Temperatures were warmer, from the mid-80s to low 60s. A cold front persisted for the latter part of the week. Trace amounts of rain were received up to at least 2 inches. The wet ground kept cotton strippers out of the field until it dried out. Most irrigated cotton was harvested. It was dry enough for planters to put a little wheat in the ground. Earlier planted wheat was emerging and looking good. Rangeland had improved slightly due to the extra rainfall and temperatures cooling; however, it was still considered fair to poor. Livestock were in fair condition and were getting fed three times a week. Calves were being weaned.

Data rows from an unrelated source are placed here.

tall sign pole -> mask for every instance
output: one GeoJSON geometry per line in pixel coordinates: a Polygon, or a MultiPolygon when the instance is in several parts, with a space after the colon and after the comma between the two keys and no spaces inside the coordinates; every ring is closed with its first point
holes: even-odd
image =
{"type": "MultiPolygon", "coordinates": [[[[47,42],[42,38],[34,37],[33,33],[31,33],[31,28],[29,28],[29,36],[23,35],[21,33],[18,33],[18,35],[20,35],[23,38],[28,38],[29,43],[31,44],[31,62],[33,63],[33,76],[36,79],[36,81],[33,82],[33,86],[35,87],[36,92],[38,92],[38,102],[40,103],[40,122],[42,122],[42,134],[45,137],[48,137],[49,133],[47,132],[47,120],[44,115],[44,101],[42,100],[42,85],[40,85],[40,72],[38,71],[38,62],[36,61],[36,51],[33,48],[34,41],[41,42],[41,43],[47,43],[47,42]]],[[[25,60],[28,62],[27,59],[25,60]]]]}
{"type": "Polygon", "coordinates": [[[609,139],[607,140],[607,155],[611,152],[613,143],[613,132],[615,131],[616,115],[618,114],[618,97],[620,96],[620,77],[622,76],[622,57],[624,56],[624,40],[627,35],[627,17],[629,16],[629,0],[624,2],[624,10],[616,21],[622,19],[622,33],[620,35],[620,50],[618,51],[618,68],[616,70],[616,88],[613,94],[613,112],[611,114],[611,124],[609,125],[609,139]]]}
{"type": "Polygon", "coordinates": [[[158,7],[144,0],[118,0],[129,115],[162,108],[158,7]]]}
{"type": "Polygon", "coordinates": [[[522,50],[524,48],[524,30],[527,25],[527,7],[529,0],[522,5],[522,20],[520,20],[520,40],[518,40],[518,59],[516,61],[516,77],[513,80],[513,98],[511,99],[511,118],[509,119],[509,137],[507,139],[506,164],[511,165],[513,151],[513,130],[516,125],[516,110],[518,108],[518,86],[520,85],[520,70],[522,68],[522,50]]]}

Deer hunters arrived in the region on leases.

WEST CENTRAL

The district experienced average temperatures with cooler mornings and received another inch of rain to sustain soil moisture. Small grain planting was underway, but additional soil moisture was needed to emerge recently planted grain. Cotton harvest was almost complete. Although the district received rain, stock tank and lake levels remained low. Winter annuals appeared in rangelands and pastures, providing some grazing. Fed cattle prices were up at local sale barns. Producers have increased supplemental feeding of their herds to help maintain body condition going into the winter months.

SOUTHEAST

Numerous counties throughout the district experienced rainfall. Pastures were still very dry, and no winter grass was emerging yet. Cooler temperatures swept across the district, and the first frost hit and caused forages to go dormant. Winter wheat that was previously planted was in good shape. Trees began transitioning into dormancy, and there were no pest issues. Producers were getting a final cutting of hay, which was crucial to help with the upcoming winter months. Cow prices were holding steady, and calf prices continued to rise. Producers continued supplemental feeding the cattle they have kept.

SOUTHWEST

Weather conditions in the region were cooler and drizzly, with slow and steady rains providing much-needed moisture in some areas. Precipitation amounts varied, with reports ranged from 0.1 to 2.75 inches. However, there were still areas experiencing dry conditions. The cool and damp conditions at the end of the week impacted livestock markets, causing prices to be slightly lower. Wheat appeared to be in good condition and fully emerged. Some armyworm pressure was observed, likely due to the previous week’s rainfall. Wheat plantings were beginning to increase, and the moisture was expected to benefit the cool-season fields of wheat and oats and rangeland growth. The rains helped the fall corn crop and provided much-needed moisture for winter vegetables, oats and wheat crops. Rainfall continued in the area as the cotton harvest began to round out. Despite the rain, the region was still considered short on moisture. Rangeland conditions were improving, and winter wheat planting was nearing completion. Producers were providing supplemental feed for livestock, and there was a slowdown in shipping stock. Livestock were reported to be in fair condition. Hunters reported average antler growth and average body condition for recent harvests.

SOUTH

Weather conditions continued to cool down across the district, and beneficial rainfall was received. Some producers were continuing peanut harvest, small winter grain planting continued and some previously planted were emerging. Pecan harvest was reported as good. Producers started cutting hay and have hopes of a second cutting with the recent rainfall. Beef cattle producers continued supplemental feeding and culling their herds. Local markets were offering average volumes of cattle. Turkey and deer were moving and more visible as cooler temperatures approached.